3. Evidence for the Projection Model
Explanatory Power
The projection model explains numerous puzzles that the conventional view treats as coincidences:
- Why dimensional analysis works so reliably
- Why "setting constants to 1" is so powerful in theoretical physics
- Why the same physical relationships can be expressed in multiple equivalent forms
- Why universal scaling relationships appear throughout physics
Predictive Success
If physical quantities are projective measurements of unified substrate, we predict:
- Deep mathematical relationships between apparently distinct quantities ✓
- Universal scaling laws ✓
- The existence of a natural unit system where quantities become dimensionless ✓
- The efficacy of dimensional analysis as a discovery tool ✓
Mathematical Consistency
The projection model provides geometric grounding for practices that conventional physics treats as mysterious techniques:
- Natural units aren't calculational shortcuts—they're direct measurements in the substrate's coordinate system
- Dimensional analysis isn't rule-following—it's systematic coordinate transformation
- Constants don't have "mysterious values"—they have the mathematically determined values required for basis transformation
4. Pedagogical Implications
Physics education currently teaches students to accept a series of brute facts: separate physical quantities connected by mysterious constants that somehow combine to create natural units. This approach obscures the underlying geometric structure and creates artificial complexity.
The projection model suggests starting with the unified substrate and deriving the apparent multiplicity as measurement artifacts. This approach:
- Eliminates artificial mystery around constants
- Provides intuitive understanding of dimensional analysis
- Reveals the deep connections between different areas of physics
- Grounds abstract mathematics in concrete geometric operations
5. Addressing Counterarguments
"We Actually Measure the Constants"
Response: We measure the transformation coefficients between our arbitrary units and the natural scale. This is exactly what the projection model predicts. The stability and universality of these measurements confirms a natural scale structure exists. What we are actually doing is measuring 1, scaled by our arbitrary units of measurement.
"Different Quantities Are Obviously Different"
Response: This confuses measurement apparatus with underlying reality. Steam, water, and ice appear as different substances but are manifestations of H₂O under different conditions. Similarly, mass, energy, and time are different manifestations of temporal process under different measurement conditions. We are not saying mass is length or inverse time is energy, we are saying they are all the same measurement of the scaling of time processes at their core.
"Natural Units Are Just Mathematical Convenience"
Response: This fails to explain why this particular convenience is so extraordinarily universal and powerful. The projection model explains this: we're working in the coordinate system aligned with reality's structure.
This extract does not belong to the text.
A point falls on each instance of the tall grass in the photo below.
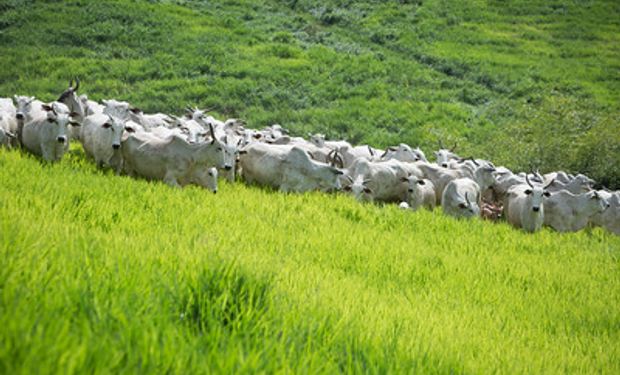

You do not need a TOE, planck units already unify our measurements across the board at the Planck scale.
6. Broader Implications
Scientific Method
The projection model suggests that many "fundamental" measurements may be better understood as calibrations of our apparatus relative to natural substrate rather than discoveries of intrinsic properties.
Theoretical Unification
Apparent divisions between mechanics, thermodynamics, electromagnetism, and quantum mechanics may be largely artifacts of our measurement approach rather than fundamental separations in nature.
Philosophical Foundations
The model resolves the tension between the apparent complexity of physical law and the expectation of underlying simplicity. The complexity is in our measurement apparatus, not in nature itself.
7. Conclusion
The conventional treatment of physical constants and their basis as physical law relies on an extraordinary series of coincidences that violate both Ockham's razor and scientific intuition. The alternative—recognizing constants as transformation coefficients between our projected measurements and an underlying unified substrate—is both more parsimonious and more explanatory.
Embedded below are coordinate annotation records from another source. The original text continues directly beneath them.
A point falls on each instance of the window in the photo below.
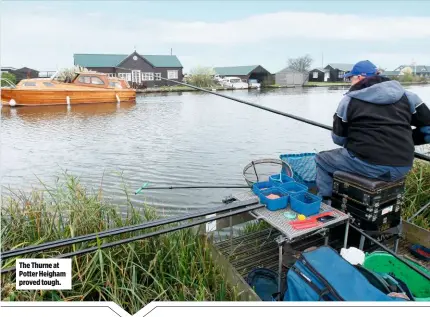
(84, 79)
(96, 81)
(147, 76)
(114, 84)
(172, 74)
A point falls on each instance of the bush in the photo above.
(171, 267)
(418, 193)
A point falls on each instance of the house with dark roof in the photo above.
(319, 75)
(391, 74)
(337, 71)
(418, 70)
(245, 73)
(331, 73)
(140, 71)
(290, 77)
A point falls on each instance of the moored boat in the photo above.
(85, 88)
This isn't radical new physics. It's recognition of the geometric structure that has always underlain dimensional analysis and natural units. When we stop mistaking our measurement artifacts for fundamental reality, the apparent mystery of physical constants dissolves, revealing the elegant temporal foundation that unifies all physical phenomena.
The constants aren't telling us about mysterious properties of nature—they're telling us how crooked our rulers are. Once we straighten them out, the universe becomes not more mysterious, but beautifully simple.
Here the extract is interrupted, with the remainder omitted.